The loyal customers who show up in droves to WOON’s noodle pop-up time after time for the last four years don’t think so. At their last event on February 1st at ETA, it wasn’t even two hours into the service that was supposed to run from 6 p.m. to “late” when the bar owner stepped out to inform the line of about half a dozen people lined up just to get inside. “We’re on our last orders, so no guarantee that you’ll get food. Sorry!”
This scenario is common for the Fong family, no matter how many covers they prep for.
“It’s kind of crazy and sometimes it is embarrassing,” Keegan Fong humbly admits when asked about the hype. “I really just want to share my mom’s food with people.” The 30-year-old who was born and raised in the San Gabriel Valley has a full-time job at Vissla and his overly chill tone, even while cooking for over a hundred people, matches the chill vibes of his surfwear day job. This is their first pop-up of the year and they only did a couple in the last few months of 2017, but they’ve been doing pop-ups — on and off — since 2014.
In the parking lot behind the tiny cocktail bar, Keegan, his mother Julie, his sister Andrea, his brother-in-law Philipp, and his business partner Michael Chen are all wearing aprons. They have formed a makeshift kitchen complete with two high-powered burners torching the surface of the woks commandeered by both Keegan and Julie. “We get these noodles from our noodle guy deep in the San Gabriel Valley,” Keegan jokes as he sends the noodles, vegetables, and sliced bits of tender flank beef up for some amplitude with a flick of the wrist. Some eaters like to romanticize that smoky flavor and taste from high heat cooking in a wok as wok hay, which can be translated as “the breath of the wok.” Regardless, it’s hard to not go crazy for the savory, burnt smell emanating throughout the entire alley.

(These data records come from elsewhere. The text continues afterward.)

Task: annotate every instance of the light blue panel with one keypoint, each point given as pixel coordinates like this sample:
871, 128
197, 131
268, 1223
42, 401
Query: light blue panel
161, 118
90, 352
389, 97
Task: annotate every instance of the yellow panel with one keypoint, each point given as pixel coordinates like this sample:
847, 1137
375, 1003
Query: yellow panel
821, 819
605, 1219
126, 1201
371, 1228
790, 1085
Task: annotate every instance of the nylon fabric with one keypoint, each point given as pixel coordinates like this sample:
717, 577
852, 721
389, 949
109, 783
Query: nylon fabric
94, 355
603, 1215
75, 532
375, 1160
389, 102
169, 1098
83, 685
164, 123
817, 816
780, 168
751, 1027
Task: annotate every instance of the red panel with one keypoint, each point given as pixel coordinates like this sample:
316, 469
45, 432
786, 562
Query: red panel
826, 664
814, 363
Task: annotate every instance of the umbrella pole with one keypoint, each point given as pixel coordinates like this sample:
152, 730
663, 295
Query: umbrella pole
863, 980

The noodles themselves are fat, almost udon-like but a just a little flatter, and they are chewier than what you’re probably used to at your favorite Chinese restaurant. While their source is a Fong family secret, Keegan informs that they are yellow because of an alkaline solution added in the water used to make the dough, not because it is made with eggs. The preparation is simple and inspired by Julie’s Shanghainese-Cantonese roots: just shiitake mushrooms, bok choy, her housemade soy-based sauce, and beef if you want it. She was born in Shanghai and was raised in Hong Kong. She immigrated to the U.S. the 70s and always cooked these simple noodles and many other homemade foods for Keegan and his family.

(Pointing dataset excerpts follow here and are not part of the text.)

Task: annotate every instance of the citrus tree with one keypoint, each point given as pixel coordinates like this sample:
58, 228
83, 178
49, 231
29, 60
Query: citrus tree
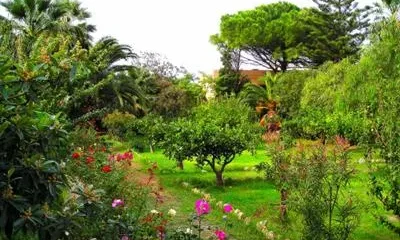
213, 135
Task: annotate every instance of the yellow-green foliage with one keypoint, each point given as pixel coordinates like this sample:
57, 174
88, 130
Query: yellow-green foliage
118, 122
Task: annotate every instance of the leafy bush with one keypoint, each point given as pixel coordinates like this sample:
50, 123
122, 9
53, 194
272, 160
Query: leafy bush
288, 91
117, 123
34, 144
318, 192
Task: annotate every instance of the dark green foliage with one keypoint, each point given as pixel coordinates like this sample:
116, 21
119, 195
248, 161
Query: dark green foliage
34, 143
335, 31
266, 35
288, 89
318, 191
214, 134
229, 81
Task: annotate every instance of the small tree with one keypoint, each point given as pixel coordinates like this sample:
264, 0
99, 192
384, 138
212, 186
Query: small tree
319, 192
214, 134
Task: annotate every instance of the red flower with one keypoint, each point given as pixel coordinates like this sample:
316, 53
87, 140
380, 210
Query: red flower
91, 150
128, 155
119, 157
89, 160
111, 157
106, 169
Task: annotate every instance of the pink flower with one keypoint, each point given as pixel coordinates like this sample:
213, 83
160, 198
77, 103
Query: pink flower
221, 235
125, 237
117, 203
228, 208
202, 207
128, 155
111, 157
76, 155
106, 169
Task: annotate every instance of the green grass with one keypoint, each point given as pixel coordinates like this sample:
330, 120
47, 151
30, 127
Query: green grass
247, 190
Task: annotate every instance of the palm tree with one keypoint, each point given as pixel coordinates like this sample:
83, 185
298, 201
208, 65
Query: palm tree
34, 17
392, 5
114, 83
262, 97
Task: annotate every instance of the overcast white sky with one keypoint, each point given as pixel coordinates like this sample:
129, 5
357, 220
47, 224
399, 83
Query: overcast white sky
178, 29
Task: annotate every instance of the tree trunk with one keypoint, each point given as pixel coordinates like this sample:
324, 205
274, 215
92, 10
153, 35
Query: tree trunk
151, 148
283, 207
179, 164
219, 178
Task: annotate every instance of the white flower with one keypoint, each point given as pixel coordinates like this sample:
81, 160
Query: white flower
154, 211
172, 212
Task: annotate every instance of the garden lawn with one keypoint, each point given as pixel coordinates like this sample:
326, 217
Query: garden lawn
247, 190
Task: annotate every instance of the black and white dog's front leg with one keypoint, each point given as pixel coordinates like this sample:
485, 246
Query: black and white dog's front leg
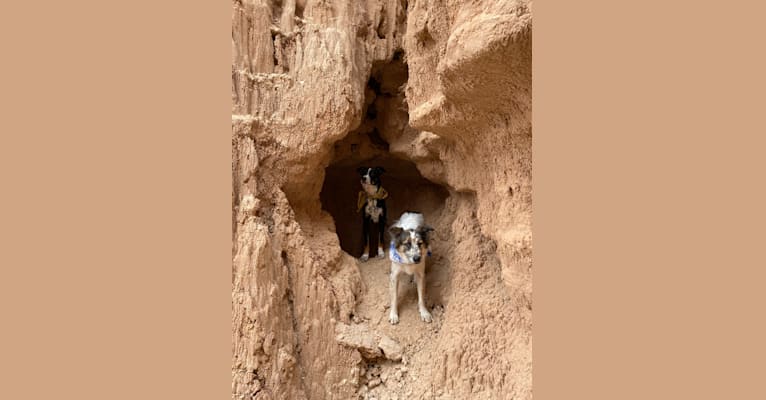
366, 237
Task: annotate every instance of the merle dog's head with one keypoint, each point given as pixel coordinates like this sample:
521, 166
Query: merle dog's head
411, 244
371, 176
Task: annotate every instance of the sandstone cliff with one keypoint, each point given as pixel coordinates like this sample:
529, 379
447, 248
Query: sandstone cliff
439, 93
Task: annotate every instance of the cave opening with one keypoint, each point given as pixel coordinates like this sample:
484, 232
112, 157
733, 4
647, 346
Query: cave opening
385, 120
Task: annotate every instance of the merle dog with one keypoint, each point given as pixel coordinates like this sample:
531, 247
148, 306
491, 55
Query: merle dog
372, 203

It’s the kind of simplicity that Keegan missed when he went away to college. “These ingredients are so unique to what I grew up with and I had no clue that I wouldn’t be able to access them when I went away to college,” Keegan shares. His longing while away eventually turned into noodle-based celebrations when he returned home with friends. “She loves to cook and assimilated fast. She kills it with American food, too, things like steak and pasta, but I always asked for those noodles — it's our comfort food.”

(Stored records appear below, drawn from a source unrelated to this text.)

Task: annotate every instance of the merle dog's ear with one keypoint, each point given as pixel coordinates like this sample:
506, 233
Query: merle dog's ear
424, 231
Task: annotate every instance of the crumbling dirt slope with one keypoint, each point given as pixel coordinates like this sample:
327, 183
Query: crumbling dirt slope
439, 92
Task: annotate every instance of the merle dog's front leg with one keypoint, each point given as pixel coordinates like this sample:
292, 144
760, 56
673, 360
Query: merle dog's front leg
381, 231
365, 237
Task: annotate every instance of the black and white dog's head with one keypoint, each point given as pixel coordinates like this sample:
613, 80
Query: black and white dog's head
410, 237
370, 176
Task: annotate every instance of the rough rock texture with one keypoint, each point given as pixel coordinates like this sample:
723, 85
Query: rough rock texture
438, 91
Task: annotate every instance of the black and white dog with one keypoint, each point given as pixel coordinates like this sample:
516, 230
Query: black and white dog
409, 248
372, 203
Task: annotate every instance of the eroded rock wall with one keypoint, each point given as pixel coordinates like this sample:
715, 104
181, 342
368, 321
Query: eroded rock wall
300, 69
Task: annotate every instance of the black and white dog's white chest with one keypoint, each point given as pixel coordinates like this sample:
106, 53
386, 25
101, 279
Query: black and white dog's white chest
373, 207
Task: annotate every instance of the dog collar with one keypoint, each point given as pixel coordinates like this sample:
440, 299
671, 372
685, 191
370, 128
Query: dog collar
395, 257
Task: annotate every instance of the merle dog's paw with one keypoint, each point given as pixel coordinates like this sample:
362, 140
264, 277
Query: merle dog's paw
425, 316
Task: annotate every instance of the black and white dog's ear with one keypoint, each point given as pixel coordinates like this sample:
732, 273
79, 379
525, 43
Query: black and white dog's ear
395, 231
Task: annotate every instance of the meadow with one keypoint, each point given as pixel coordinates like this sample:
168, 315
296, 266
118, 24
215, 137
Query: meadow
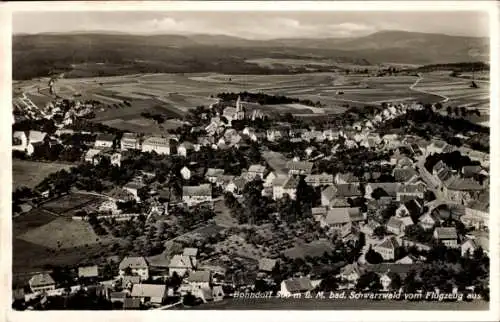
30, 173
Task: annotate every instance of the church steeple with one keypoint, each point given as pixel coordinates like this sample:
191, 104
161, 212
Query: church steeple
238, 104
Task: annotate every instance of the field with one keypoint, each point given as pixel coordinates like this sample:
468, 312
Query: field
42, 237
174, 94
29, 174
62, 233
457, 92
66, 204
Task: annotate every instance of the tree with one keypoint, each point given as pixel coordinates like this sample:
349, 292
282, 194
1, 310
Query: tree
378, 193
369, 281
380, 231
373, 257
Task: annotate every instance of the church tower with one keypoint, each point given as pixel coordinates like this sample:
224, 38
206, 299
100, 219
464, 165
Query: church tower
240, 113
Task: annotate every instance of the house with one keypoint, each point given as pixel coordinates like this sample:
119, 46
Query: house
387, 248
184, 148
236, 185
428, 220
299, 167
116, 159
191, 252
160, 145
407, 192
130, 141
390, 188
469, 171
256, 170
88, 271
339, 220
339, 192
317, 180
185, 173
217, 293
117, 297
104, 140
462, 190
150, 293
468, 247
295, 286
408, 260
350, 274
274, 135
91, 156
135, 187
19, 141
181, 264
268, 180
267, 265
477, 213
404, 175
234, 113
130, 280
193, 195
135, 266
213, 174
369, 227
436, 146
411, 208
446, 235
131, 303
42, 283
397, 225
285, 185
343, 178
200, 279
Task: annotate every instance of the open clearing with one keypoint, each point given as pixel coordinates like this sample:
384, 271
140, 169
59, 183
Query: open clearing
63, 233
176, 93
30, 173
74, 201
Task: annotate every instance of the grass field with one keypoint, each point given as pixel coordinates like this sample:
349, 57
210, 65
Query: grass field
174, 94
29, 173
63, 233
70, 202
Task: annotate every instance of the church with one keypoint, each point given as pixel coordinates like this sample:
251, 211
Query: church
234, 113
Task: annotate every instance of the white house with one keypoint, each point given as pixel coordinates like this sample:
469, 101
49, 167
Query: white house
193, 195
181, 265
137, 266
116, 159
159, 145
447, 235
185, 173
285, 185
104, 140
295, 286
130, 141
152, 293
42, 283
387, 248
185, 148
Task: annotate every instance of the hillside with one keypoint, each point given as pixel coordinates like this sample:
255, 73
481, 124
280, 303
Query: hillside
82, 54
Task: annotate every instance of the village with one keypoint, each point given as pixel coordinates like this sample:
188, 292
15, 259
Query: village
239, 202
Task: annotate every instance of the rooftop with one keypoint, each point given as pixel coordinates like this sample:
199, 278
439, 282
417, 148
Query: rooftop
133, 262
201, 190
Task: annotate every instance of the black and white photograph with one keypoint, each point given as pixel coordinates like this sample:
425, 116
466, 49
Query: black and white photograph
251, 159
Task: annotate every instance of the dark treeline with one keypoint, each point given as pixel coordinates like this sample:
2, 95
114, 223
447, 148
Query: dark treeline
459, 67
265, 99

Keegan and his sister eventually brought more and more friends to their family dinners and eventually those friends started inviting themselves and requesting Julie’s food more frequently, and that’s when Keegan and his mother deemed that the concept was needed in the community. “We would always be high or drunk and eat all her food,” Keegan admits, “and everyone loves my mom.”
The Fong family have dreams of becoming an official brick and mortar one day and expanding their menu with more of Julie’s greatest hits, but for now, they are content with the occasional dinner rush that their pop-ups always bring.
“My mom is probably the coolest mom there is and I’m thankful for that,” Keegan adds.